Last week, I wrote about the importance of considering the Value vs. Cost scale in your marketing campaigns. I explained how increasing the perceived value of a product to your consumer can transform something as simple as a rock found in your backyard into the must-have toy sensation of the season – the Pet Rock.
This week, I’m going to share some more tactics to use this scale to impact your marketing efforts, but I must warn you, things are going to get a little deeper. I recommend reading last week’s article before you proceed.
Just to recap, Value Force is what your consumer thinks your product is worth, while Cost Force is the price that you, the marketer, salesperson or company, are charging for the same product.
When, in the mind of your consumer, Cost weighs more than Value, the prospect will say “no” to your offer. However, when the Value of your product weighs more than its Cost, you may receive the coveted “yes.”

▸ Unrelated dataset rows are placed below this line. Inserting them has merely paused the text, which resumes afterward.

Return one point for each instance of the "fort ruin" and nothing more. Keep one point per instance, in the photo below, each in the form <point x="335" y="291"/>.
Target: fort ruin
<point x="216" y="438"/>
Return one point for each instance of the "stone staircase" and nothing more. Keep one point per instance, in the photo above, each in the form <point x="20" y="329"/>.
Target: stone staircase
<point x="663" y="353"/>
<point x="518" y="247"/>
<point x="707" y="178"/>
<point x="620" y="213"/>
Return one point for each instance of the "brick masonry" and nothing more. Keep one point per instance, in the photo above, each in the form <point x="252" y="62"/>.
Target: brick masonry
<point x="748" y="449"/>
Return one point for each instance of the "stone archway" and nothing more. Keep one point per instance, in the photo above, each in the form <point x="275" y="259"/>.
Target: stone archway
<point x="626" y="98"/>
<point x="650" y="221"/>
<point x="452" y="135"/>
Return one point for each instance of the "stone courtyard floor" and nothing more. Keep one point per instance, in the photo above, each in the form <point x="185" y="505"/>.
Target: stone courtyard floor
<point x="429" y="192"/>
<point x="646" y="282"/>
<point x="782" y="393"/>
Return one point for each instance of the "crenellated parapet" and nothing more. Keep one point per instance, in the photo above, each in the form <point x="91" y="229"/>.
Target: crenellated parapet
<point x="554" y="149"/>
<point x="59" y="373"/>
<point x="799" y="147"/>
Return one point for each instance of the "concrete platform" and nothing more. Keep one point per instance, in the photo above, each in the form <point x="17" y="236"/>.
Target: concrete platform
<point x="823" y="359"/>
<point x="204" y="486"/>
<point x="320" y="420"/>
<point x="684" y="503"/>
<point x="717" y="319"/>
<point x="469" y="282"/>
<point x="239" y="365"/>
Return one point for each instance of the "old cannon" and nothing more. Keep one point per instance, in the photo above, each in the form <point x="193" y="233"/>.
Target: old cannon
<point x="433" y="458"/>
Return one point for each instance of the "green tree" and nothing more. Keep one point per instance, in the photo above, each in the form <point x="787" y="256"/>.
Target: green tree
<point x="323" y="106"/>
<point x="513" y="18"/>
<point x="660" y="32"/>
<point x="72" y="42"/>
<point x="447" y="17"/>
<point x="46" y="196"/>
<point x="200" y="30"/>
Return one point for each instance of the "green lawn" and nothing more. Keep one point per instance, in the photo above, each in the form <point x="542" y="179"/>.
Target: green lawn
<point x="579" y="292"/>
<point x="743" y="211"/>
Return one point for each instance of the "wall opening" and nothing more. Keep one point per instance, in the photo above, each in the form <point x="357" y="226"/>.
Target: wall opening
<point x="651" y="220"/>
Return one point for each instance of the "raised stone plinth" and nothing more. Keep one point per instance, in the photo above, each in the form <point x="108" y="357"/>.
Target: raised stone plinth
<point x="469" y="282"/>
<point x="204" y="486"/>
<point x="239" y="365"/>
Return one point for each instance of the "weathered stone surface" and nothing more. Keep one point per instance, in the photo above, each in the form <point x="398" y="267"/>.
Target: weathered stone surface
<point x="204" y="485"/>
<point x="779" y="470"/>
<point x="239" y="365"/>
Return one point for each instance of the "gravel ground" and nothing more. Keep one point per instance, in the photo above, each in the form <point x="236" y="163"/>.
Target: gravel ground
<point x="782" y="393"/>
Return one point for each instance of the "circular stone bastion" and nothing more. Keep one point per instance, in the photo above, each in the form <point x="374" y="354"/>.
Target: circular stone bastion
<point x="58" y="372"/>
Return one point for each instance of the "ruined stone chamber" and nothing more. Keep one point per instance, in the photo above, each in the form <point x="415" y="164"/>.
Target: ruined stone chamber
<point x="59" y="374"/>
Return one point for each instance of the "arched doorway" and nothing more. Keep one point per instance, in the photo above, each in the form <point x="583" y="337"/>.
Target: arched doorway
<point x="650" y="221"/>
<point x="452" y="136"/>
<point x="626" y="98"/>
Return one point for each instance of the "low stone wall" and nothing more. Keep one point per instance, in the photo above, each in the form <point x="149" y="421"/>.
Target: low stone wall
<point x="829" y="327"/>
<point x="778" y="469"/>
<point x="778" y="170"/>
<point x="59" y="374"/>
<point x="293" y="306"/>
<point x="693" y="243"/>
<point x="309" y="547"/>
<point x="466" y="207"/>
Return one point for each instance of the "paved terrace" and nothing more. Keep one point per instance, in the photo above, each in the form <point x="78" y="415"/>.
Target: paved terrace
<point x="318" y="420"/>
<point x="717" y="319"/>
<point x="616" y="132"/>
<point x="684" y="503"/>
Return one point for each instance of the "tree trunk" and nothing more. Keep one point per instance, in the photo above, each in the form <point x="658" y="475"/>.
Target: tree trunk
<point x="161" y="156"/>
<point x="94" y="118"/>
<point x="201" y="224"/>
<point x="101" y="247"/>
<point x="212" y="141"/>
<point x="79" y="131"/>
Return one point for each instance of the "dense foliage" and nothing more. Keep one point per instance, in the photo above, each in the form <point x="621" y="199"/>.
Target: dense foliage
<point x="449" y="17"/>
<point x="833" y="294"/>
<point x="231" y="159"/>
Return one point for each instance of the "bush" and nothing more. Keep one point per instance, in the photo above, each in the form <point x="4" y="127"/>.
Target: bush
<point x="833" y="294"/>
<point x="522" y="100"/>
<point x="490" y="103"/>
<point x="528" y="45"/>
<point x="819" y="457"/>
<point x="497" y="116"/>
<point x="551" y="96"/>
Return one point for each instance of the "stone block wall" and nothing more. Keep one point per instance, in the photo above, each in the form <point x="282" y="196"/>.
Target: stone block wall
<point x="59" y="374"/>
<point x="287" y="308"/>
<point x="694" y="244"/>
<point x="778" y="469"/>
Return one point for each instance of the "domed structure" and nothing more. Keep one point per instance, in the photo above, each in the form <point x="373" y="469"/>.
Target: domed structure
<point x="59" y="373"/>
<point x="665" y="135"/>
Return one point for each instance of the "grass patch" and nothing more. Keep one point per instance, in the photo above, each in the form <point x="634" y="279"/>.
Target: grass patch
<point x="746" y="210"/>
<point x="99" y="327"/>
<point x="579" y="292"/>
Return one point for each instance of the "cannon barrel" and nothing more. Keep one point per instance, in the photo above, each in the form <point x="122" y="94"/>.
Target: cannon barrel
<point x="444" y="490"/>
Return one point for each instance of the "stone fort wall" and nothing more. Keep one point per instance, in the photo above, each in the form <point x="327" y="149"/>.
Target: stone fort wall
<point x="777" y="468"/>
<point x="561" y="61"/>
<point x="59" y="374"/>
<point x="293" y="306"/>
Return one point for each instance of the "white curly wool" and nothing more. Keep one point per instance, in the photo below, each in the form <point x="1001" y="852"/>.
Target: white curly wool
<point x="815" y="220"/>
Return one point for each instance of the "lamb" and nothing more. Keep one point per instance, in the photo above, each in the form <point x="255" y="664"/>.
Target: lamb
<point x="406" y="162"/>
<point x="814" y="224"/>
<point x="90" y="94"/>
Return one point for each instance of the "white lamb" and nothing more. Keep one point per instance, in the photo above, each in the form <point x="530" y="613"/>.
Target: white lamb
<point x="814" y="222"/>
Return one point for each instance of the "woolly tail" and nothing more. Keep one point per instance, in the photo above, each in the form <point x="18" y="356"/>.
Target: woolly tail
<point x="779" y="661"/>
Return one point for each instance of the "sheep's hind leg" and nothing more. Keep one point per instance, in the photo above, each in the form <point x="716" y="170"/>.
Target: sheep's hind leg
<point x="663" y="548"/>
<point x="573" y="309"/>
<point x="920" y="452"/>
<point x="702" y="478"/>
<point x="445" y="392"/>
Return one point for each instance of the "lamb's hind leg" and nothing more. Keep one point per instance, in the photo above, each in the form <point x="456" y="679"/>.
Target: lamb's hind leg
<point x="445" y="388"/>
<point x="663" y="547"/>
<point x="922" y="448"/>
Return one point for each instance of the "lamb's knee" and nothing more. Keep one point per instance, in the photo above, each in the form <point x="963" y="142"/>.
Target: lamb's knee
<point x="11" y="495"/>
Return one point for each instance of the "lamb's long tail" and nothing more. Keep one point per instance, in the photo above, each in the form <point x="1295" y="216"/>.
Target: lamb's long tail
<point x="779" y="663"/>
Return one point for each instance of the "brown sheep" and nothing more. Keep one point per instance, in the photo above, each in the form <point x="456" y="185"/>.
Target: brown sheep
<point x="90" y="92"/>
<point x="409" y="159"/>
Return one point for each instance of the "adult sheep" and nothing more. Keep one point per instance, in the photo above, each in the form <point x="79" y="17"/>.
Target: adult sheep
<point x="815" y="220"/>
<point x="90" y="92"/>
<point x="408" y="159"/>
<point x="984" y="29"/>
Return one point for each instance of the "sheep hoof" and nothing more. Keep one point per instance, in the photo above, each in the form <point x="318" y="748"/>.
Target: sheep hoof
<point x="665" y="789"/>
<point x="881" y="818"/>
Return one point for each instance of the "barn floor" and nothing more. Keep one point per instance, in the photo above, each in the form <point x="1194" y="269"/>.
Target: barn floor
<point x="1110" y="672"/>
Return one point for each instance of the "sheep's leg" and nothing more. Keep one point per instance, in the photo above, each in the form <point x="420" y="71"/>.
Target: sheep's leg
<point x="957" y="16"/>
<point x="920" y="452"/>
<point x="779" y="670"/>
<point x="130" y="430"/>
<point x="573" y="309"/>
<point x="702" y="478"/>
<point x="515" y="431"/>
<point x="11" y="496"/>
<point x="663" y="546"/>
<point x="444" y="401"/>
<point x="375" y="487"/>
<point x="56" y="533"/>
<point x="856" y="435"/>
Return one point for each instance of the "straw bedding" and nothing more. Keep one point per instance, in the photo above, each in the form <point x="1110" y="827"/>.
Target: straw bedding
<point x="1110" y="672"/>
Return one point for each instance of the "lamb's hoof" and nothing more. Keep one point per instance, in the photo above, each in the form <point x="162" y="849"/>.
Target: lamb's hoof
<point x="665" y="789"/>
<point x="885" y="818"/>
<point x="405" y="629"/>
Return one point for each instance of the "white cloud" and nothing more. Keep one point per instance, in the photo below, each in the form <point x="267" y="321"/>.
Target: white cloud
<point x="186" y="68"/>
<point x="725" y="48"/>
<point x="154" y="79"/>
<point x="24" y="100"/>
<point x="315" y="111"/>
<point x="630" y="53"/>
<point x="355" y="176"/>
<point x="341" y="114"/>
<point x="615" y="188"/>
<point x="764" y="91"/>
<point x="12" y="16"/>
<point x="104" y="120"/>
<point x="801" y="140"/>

Sounds simple, right? Let’s take another look at the value exchange scale:
We’re going to assume that for this hypothetical marketing case, both Value and Cost are weighted equally. Given this scenario, how else can we affect the scale without directly adding to or subtracting from the Value Force or the Cost Force? It may help to think a little bit out of the box for this one. Let’s ask some “what if” questions:
What if the triangle moves to the left, like in the picture below?
The result is that the cost force slams to the ground, and the prospect says “no.”
What if the triangle moves to the right, like in the following picture?
The result is that the value force slams to the ground, and the prospect says “yes”
You may be thinking, “This is great in theory, but what the heck is the triangle, and how can I move it?”
The triangle is the marker that rates the value proposition through the eyes of the customer. This is customer-focused value proposition, not company-focused value proposition. This triangle is the lens through which to view all marketing – through the eyes of the customer.
As Flint McGlaughlin, Managing Director and CEO, MECLABS, says in his upcoming book, The Marketer as Philosopher,
… any marketing effort (even branding) that does not influence choice is waste Wherever a choice is offered between competing options, there exists an implied fulcrum. Its hinge is the prospect’s power to choose, but its weight (on either side) is derived from the prospect’s power to see.
Try to keep the Value vs. Cost fulcrum in mind for all your decisions. You may be surprised by how your marketing efforts, and sales, can improve when you stop asking how things can benefit your company and start asking how they can benefit your consumer.